The $11 billion e-commerce purveyor of dollar-store value tchotchkes, Wish, was built on the foundation of cheap shipping subsidies. The Universal Postal Union (an arm of the UN that governs international shipping rates) previously provided a subsidy such that any package weighing less than or equal to 4.4 pounds could be shipped more cheaply from China than within the United States. But on July 1, the subsidy was eliminated and shipping costs doubled overnight.
Since January 2019, 36,000 small businesses in the United States and Europe have partnered with Wish to stock their items. In return for putting a few kitschy knick-knacks on their shelves, they get access to Wish’s 80 million active users. These users are generally low-income folks who either can’t afford or refuse to shell out the $119 per year for Amazon Prime membership, which affords customers oft-discounted goods and free shipping. Wish saves on operating costs for warehouses and workers, and consumers save money on the back end.
Wish hopes to increase their small business partners to 100,000 businesses by the end of 2020. That goal is ever more important given the subsidy cut that now disincentivizes their initial model. If customers want the same low-price goods they have grown used to, they will now have to pick up their parcels from a local retailer that Wish is bundling and funneling orders through. These partnerships – though they may water-down the quality of offerings by small retailers – provide an innovative solution for small business that have struggled to survive closures and capacity restrictions since the coronavirus outbreak took off in the US.
Granted, the world will keep turning without services like Wish. The website is the ultimate data-collecting scam. You can’t enter the website without logging in, and once you do, you have to select your age range and the gender you’ll be shopping for: women or men (Can’t I shop for everyone, including those in between and outside the binary? Get with the program, Wish!) Can’t they figure out my shopping habits by spying on me through cookies like everyone else?
At least they offer 10% off during your first three days of shopping! AND 50% off if you login 7 times in your first month! How’s that for a predatory shopping experience?

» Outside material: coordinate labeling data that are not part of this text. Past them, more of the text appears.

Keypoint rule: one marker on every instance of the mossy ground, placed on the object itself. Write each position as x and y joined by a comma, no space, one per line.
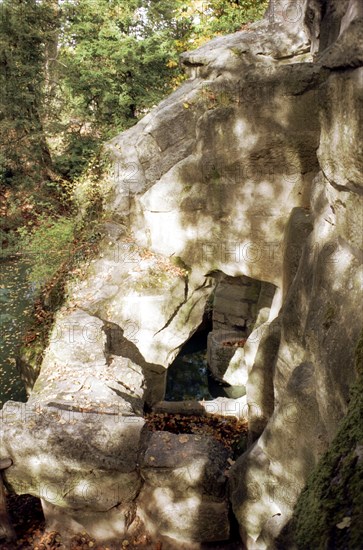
329,512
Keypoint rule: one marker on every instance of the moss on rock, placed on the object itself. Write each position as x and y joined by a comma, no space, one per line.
328,514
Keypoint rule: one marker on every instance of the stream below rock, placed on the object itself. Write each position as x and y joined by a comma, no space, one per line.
189,377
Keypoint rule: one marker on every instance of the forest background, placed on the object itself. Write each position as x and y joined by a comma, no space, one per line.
75,73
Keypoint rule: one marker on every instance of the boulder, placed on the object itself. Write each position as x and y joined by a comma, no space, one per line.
184,495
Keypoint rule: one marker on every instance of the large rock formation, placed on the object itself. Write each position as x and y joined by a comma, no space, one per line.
252,168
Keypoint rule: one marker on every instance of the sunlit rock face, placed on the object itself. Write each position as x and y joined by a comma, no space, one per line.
252,168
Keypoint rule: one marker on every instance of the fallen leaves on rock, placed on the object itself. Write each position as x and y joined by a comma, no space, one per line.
228,430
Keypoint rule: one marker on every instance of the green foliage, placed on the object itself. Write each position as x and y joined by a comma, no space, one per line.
49,246
328,511
226,16
24,29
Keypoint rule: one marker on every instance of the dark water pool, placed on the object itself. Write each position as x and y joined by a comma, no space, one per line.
189,378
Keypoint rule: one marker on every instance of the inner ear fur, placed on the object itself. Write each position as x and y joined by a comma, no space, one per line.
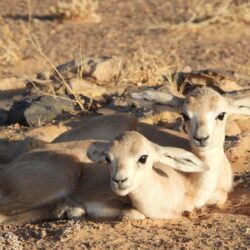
96,152
160,97
180,159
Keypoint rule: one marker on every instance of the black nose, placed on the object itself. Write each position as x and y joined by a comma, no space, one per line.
201,139
119,180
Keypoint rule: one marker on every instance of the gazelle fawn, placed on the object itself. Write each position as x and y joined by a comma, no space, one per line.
49,184
205,112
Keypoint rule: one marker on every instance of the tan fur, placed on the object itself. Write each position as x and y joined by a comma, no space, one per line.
203,106
49,184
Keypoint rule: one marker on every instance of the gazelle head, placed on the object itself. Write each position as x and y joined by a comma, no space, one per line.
131,158
204,112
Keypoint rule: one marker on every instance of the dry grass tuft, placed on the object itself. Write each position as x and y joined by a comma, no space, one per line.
77,9
203,12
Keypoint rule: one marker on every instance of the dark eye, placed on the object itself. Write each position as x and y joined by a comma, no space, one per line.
185,117
107,159
221,116
143,159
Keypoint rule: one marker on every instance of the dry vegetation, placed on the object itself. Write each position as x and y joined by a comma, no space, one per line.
76,9
149,42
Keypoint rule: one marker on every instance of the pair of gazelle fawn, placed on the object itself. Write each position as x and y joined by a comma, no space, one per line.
142,172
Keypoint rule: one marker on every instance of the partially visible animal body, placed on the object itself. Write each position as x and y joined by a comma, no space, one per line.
48,184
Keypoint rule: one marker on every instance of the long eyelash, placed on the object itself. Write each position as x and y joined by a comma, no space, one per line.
185,117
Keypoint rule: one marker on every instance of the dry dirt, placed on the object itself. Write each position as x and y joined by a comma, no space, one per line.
126,27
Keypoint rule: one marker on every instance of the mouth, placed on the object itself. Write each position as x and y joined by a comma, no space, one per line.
121,191
200,144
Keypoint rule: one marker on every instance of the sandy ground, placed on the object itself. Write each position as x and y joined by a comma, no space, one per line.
156,27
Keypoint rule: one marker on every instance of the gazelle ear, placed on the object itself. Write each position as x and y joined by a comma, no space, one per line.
96,151
239,102
159,97
180,159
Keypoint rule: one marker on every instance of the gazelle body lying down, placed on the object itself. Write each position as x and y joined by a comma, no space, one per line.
205,112
46,184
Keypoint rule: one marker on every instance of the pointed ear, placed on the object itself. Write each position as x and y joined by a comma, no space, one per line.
180,159
239,102
96,151
159,97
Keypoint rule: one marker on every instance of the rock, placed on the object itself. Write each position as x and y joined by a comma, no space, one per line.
36,110
108,70
81,86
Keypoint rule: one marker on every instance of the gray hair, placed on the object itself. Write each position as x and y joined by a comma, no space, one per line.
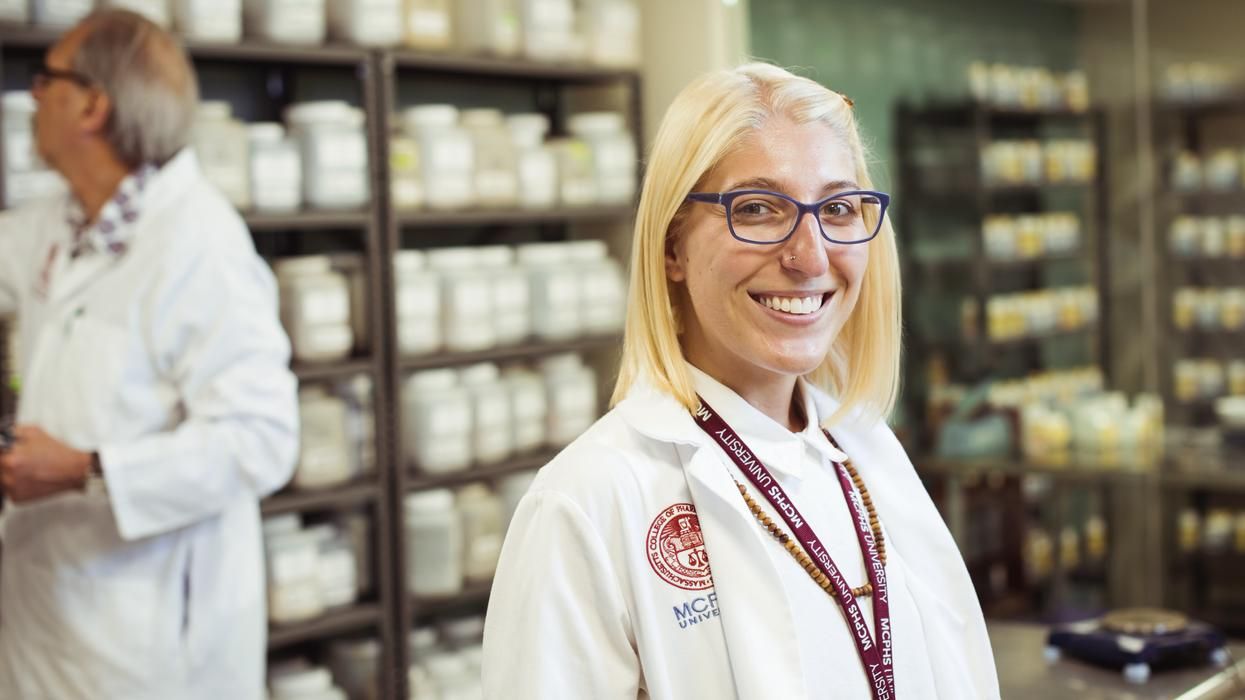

But I digress. If capitalism has taught us anything (as much as it pains me to put this in writing) it’s that America cannot rely on the government for nimble, holistic solutions that support the shared interests of public health and economic health. At least not for this particular public health crisis during this administration, if not always. Instead, we consistently rely on the private sector to offer us innovative solutions to our daily frustrations: transportation access (Uber/Lyft), grocery shopping (Instacart), affordable prescriptions (GoodRx), job hunting (LinkedIn/Indeed), and more. What makes this different?

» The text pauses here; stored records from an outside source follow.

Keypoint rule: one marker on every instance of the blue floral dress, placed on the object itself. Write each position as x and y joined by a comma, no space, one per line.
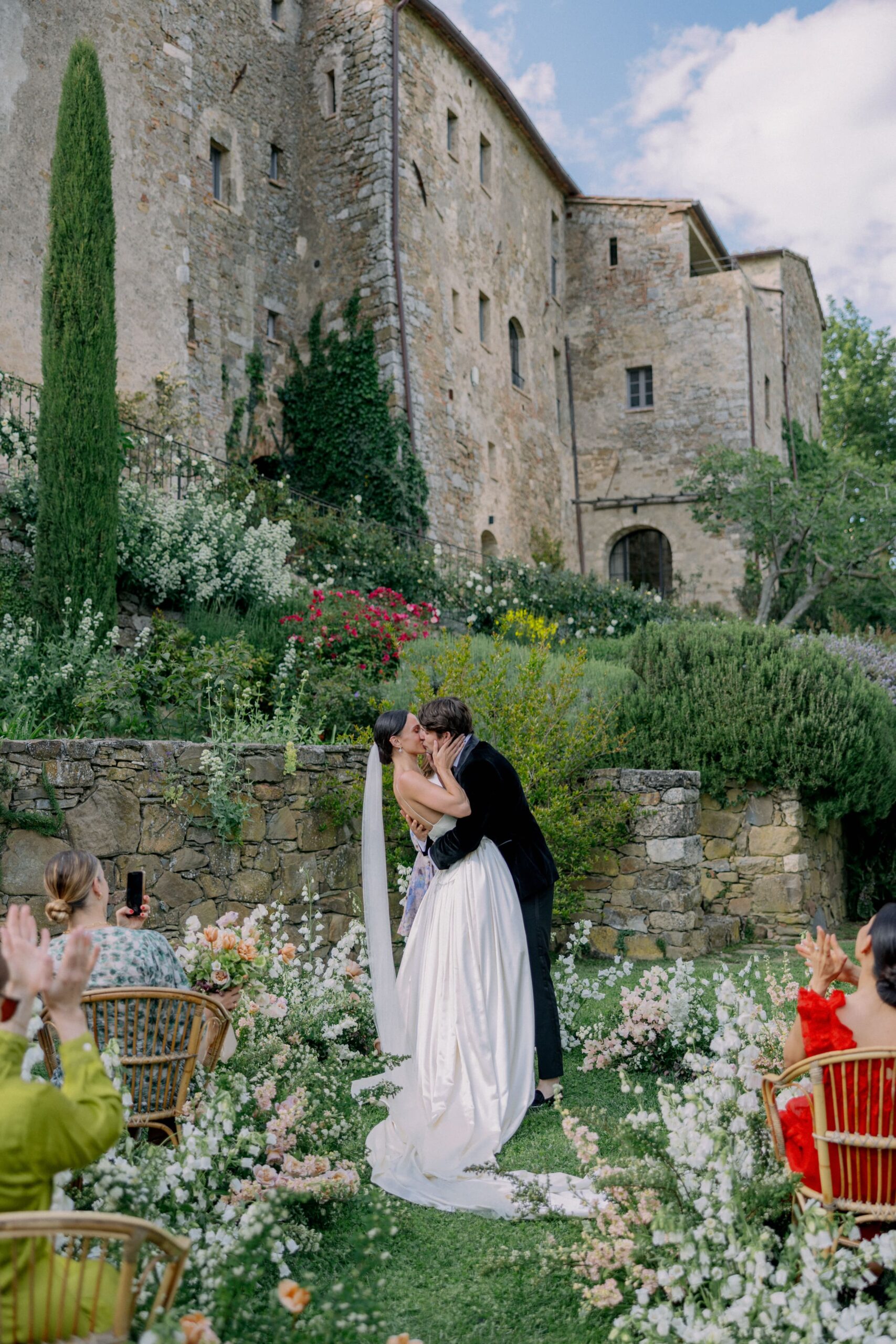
129,958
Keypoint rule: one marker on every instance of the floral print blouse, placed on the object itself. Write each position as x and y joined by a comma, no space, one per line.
129,958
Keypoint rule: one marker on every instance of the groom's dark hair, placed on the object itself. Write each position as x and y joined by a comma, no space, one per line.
446,714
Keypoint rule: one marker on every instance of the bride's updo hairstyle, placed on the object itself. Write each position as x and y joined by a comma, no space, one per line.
68,881
388,725
883,945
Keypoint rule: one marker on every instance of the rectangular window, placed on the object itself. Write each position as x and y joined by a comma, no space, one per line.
484,319
558,386
640,387
218,181
486,162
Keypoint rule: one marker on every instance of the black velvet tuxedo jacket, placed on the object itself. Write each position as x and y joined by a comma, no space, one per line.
499,811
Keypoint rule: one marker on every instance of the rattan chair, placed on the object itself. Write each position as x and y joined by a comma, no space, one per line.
159,1034
856,1158
65,1287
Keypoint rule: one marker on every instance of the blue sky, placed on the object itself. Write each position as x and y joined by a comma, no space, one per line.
781,119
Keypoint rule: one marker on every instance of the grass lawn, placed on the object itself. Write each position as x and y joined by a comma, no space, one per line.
457,1277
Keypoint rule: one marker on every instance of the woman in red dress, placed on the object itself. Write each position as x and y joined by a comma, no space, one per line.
864,1021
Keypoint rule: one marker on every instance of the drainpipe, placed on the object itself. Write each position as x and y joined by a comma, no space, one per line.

Small businesses have suffered deeply from this pandemic and subsequent recession. Metlife and the US Chamber of Commerce conducted a poll of small businesses published on July 29, which found that 70% of respondents are worried about long-term financial hardship due to closures, and 58% worry about permanently closing. Retailers could pivot to set up e-commerce solutions to their brick-and-mortar woes, but the barrier to entry using that technology costs time and money that owners may not have as they fight for PPP loans, rent forgiveness, and negotiating interest rates.

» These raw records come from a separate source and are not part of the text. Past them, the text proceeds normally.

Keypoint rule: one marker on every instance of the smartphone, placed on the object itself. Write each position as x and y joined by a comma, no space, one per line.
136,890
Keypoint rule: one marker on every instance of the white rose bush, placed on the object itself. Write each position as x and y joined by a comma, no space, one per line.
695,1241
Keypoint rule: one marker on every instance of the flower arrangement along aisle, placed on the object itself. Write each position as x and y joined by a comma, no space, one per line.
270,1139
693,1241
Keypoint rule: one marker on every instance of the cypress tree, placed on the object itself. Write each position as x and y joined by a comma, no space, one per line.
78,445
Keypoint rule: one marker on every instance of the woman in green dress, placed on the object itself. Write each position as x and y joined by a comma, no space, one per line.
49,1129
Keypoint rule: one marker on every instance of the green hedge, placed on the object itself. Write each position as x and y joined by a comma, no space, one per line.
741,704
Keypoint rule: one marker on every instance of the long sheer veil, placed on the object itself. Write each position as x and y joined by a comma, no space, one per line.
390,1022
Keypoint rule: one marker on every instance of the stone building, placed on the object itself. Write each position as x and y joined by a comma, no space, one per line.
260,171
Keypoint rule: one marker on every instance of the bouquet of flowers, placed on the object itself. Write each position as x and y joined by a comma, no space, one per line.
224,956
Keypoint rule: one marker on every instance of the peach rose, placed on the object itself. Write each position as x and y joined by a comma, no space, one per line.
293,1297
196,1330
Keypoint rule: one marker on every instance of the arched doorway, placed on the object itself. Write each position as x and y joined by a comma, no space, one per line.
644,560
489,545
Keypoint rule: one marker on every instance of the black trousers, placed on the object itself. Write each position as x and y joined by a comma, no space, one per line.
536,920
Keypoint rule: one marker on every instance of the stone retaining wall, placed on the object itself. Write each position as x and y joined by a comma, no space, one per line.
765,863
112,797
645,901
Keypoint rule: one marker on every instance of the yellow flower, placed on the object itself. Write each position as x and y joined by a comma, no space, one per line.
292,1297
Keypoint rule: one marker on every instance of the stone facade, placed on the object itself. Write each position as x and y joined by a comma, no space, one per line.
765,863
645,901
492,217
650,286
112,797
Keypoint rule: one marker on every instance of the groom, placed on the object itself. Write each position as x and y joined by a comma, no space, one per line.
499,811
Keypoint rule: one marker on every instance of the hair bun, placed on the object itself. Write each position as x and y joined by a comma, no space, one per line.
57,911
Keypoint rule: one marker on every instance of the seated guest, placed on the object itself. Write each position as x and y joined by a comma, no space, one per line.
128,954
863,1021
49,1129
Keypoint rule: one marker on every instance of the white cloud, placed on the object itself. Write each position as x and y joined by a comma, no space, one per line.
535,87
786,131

The United States practically guarantees affordable manufacturing can only be imported from Asia. And so long as capitalism guarantees there will always be a class of consumers surviving on the lowest margins of our society, there will always be demand for cheap goods. Every purchase matters for a small domestic retailer to stay open and afloat. If the flow of these goods through American small businesses offers owners a way to keep their doors open and low-income consumers a way to keep purchasing – even if only by small tokens of increased foot traffic and impulse buys – it’s worth it.